I am vibing to the music. Transplanted Beach Party Lady comes up to me – I always can see her coming up to me she’s got this gigantic puffer jacket on but the rest of her is so small, it’s charming and cute and she makes it work in a cool way, I admire that — she comes up to me and says, “Wassup, you just vibin here?” I tell her yeah and that I’m taking notes.

She notes a couple more ‘known’ folks. I actually do think I’ve heard of them before… though I’m actually not sure what she said just now in general. But they’re cool, assuming I’ve heard of them. Or not.

I imagine I’ve seen most of these people. Like, I know their faces from them coming into my work or they’re around my side of town (it’s just a different ‘vibe,’ it’s ‘chill’) but I don’t know their names or what they look like or if I’ve ever seen them. That’s cool though, I look forward to meeting them.

…Again.

I have seen quite a few of these faces around a kitchen table with a plate at 4 AM somewhere just outside of downtown in my early 20’s. I look so healthy now that I’m different-looking. They probably don’t recognize. Or maybe they’ve since stopped ending up in those types of places and they do recognize so they don’t wanna flirt with disaster which is cool, I get it. But they got the wrong idea, I’m cool now also. Just not in the way we expected to be. Nor in the way that they expect us to be!

Transplanted Beach Party Lady’s husband comes stands by her for a time and I feel like I shouldn’t go over there. It’s cool, I’m literally here to protege. And I’m doing it really well, so there’s no weird thing worth thinking about. She maybe does this all the time and that lightly drives him a little nuts but he maybe knows he’s being silly and she’s just zoomin’ around and networking and it has nothing to do with me. Besides protege-type work, which earlier she said she was talking about the nice conversation we had way earlier on this Saturday the day before she’s gonna quit cigarettes again… I wonder if that’ll make her feel less cool.

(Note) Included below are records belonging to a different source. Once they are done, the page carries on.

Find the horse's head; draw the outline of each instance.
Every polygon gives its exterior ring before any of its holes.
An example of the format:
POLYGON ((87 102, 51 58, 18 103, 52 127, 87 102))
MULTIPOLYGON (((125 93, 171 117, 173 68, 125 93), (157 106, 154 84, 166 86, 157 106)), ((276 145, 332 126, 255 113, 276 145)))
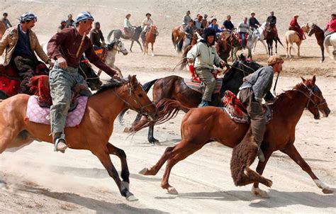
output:
POLYGON ((142 115, 147 116, 149 120, 155 120, 157 118, 157 109, 155 105, 150 100, 142 86, 138 81, 135 75, 128 76, 127 83, 127 94, 124 101, 128 107, 142 115))
POLYGON ((91 90, 96 91, 101 88, 103 83, 100 81, 99 77, 92 69, 88 60, 81 60, 79 62, 79 71, 91 90))
POLYGON ((296 89, 301 91, 308 98, 306 108, 314 116, 316 120, 320 119, 320 111, 325 117, 327 117, 330 109, 327 106, 327 101, 322 95, 322 91, 315 84, 316 77, 314 75, 310 79, 305 79, 301 77, 302 83, 296 89))
POLYGON ((107 48, 108 50, 114 49, 116 51, 121 52, 124 55, 127 55, 128 54, 128 51, 127 50, 126 47, 125 47, 124 44, 121 40, 113 40, 107 45, 107 48))

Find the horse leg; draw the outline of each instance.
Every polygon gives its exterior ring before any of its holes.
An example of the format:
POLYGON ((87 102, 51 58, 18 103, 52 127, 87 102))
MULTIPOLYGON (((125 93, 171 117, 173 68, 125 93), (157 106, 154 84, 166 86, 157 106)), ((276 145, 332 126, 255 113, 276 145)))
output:
POLYGON ((110 176, 113 179, 114 181, 119 188, 121 196, 126 198, 128 201, 138 201, 138 198, 134 196, 133 193, 128 190, 128 184, 126 182, 121 181, 118 174, 118 171, 112 164, 112 162, 110 158, 110 152, 106 146, 106 147, 100 150, 98 152, 92 152, 94 155, 96 155, 98 159, 101 161, 103 166, 106 169, 107 172, 110 176))
POLYGON ((323 193, 331 194, 333 193, 333 191, 329 186, 322 182, 315 175, 315 174, 311 170, 310 167, 309 167, 307 162, 306 162, 306 161, 302 158, 302 157, 300 155, 300 153, 298 153, 298 150, 296 150, 296 148, 293 144, 289 145, 281 151, 289 156, 289 157, 296 162, 296 163, 298 164, 303 171, 307 172, 313 179, 316 186, 320 188, 322 188, 322 192, 323 193))

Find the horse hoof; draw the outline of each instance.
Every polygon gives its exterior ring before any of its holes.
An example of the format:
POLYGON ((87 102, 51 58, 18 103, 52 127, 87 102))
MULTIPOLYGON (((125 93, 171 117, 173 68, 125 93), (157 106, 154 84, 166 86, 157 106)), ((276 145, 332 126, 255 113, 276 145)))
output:
POLYGON ((254 187, 252 186, 252 193, 254 196, 260 196, 260 197, 264 198, 269 198, 269 194, 267 194, 267 193, 266 191, 259 188, 259 187, 254 188, 254 187))
POLYGON ((322 192, 325 194, 331 194, 334 191, 330 188, 323 188, 322 189, 322 192))
POLYGON ((128 197, 126 197, 126 200, 128 201, 139 201, 137 197, 134 196, 134 195, 130 195, 128 197))
POLYGON ((146 175, 146 172, 148 171, 148 168, 143 168, 139 171, 140 174, 146 175))
POLYGON ((168 187, 167 189, 168 191, 168 193, 172 194, 172 195, 178 195, 179 193, 177 192, 177 189, 172 186, 168 187))

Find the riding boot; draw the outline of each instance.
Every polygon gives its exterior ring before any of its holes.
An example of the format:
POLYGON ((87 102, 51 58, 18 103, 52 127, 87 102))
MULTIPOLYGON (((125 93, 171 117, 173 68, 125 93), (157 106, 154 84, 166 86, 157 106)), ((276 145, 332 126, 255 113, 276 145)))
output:
POLYGON ((60 151, 64 153, 65 150, 67 148, 66 145, 67 142, 65 141, 65 135, 62 133, 52 133, 52 142, 55 144, 55 152, 60 151))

I quit all kinds of crap recently, and by default that has to be cool.

I am still here. You Stayed Longer Than You Planned to Stay, Why Are You Still Here?

I saw the husband floating back toward the bar (as an opening to approach again) and thanked Transplant Beach Party Lady for everything. She hugs me and insists that if I keep coming back to her world like she does to mine, all kinds of things will start happening.

Are they cool things? I hope that they may be cool things.